O que antes era pensado somente para o horário nobre, como forma de panfletagem social, logo se estendeu de maneira natural entre diversos casais por todos os horários.
Histórico
Nos anos 1980 e 1990, alguns autores, como Gilberto Braga e Sílvio de Abreu, tentaram sensibilizar o público com casais homossexuais, mas todos foram rejeitados. Em alguns casos, como “Vale Tudo” (1988) e “Torre de Babel” (1998), personagens lésbicas morreram. Na primeira trama, Leila (Cristina Prochaska) viu sua companheira Cecília (Lala Deheinzelin) morrer em um acidente que pouco (ou nada) acrescentou à história. Já na segunda novela, o caso foi mais grave: as lésbicas vividas por Christiane Torloni e Sílvia Pfeifer tiveram que morrer na explosão do shopping da história, tamanha rejeição que sofriam.

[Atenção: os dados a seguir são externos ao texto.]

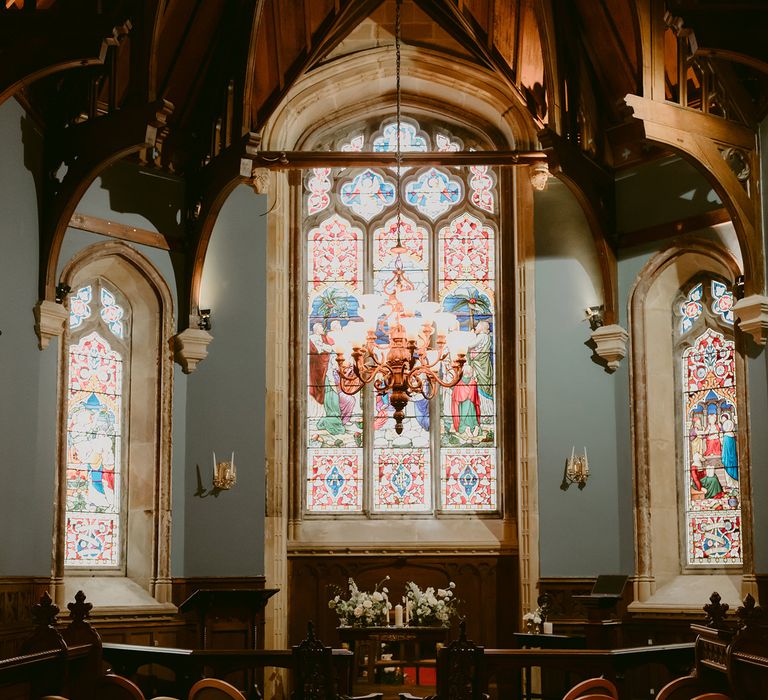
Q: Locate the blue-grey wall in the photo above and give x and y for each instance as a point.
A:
(27, 376)
(576, 403)
(225, 397)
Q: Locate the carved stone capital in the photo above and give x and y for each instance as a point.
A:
(260, 179)
(610, 344)
(752, 312)
(190, 347)
(50, 318)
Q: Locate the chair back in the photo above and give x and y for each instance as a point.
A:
(592, 686)
(313, 675)
(214, 689)
(460, 669)
(683, 688)
(113, 687)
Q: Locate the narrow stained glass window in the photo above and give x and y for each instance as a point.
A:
(711, 502)
(446, 457)
(94, 417)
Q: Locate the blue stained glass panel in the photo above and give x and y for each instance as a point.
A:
(367, 194)
(433, 193)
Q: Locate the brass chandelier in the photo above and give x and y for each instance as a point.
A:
(409, 362)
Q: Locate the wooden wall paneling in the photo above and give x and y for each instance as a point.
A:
(505, 30)
(266, 59)
(486, 585)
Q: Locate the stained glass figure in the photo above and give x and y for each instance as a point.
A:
(444, 143)
(691, 308)
(94, 419)
(80, 306)
(722, 301)
(466, 249)
(403, 480)
(354, 145)
(111, 312)
(481, 183)
(433, 193)
(319, 186)
(468, 479)
(711, 469)
(410, 139)
(367, 194)
(355, 459)
(334, 480)
(334, 252)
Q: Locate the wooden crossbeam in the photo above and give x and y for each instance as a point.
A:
(289, 160)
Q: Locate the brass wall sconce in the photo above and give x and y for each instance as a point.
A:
(576, 470)
(224, 478)
(595, 316)
(204, 324)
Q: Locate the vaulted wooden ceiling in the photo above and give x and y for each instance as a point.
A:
(185, 85)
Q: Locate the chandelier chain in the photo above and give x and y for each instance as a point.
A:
(398, 153)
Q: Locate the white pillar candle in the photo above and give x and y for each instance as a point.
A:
(398, 615)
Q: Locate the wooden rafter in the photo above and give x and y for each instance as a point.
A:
(42, 43)
(107, 140)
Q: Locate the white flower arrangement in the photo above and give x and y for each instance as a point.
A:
(430, 607)
(362, 609)
(534, 618)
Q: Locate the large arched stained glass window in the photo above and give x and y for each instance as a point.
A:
(712, 503)
(445, 459)
(98, 353)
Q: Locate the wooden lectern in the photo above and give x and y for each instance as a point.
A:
(602, 617)
(212, 603)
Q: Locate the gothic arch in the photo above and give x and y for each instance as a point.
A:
(146, 576)
(654, 433)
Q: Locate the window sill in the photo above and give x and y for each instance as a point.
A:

Sílvio de Abreu ainda viu “A Próxima Vítima” (1995) ter o núcleo de um casal gay e interracial (André Gonçalves e Lui Mendes) sofrer não só com a homofobia, mas também com o racismo do público conservador.
Verdade seja dita: o público só comprou um casal gay pela primeira vez em “Mulheres Apaixonadas” (2003), com Clara (Alinne Moraes) e Rafaela (Paula Picarelli). Um discreto selinho cenográfico das duas, que interpretavam Romeu e Julieta na peça de teatro do colégio, coroou o final feliz das jovens.
Mais tarde, alguns poucos e discretos selinhos entre Jennifer (Bárbara Borges) e Eleonora (Mylla Christhe) também marcaram “Senhora do Destino” (2004). O caso mais memorável dessa época foi, no entanto, o de “América” (2005): Júnior (Bruno Gagliasso) e Zeca (Erom Cordeiro) se beijaram no último capítulo da trama, até então considerada a de melhor abordagem dos tabus da homofobia. No entanto, a Globo, contrariando a autora Glória Perez, simplesmente limou o momento romântico entre os rapazes, que era o grande trunfo do último capítulo da novela.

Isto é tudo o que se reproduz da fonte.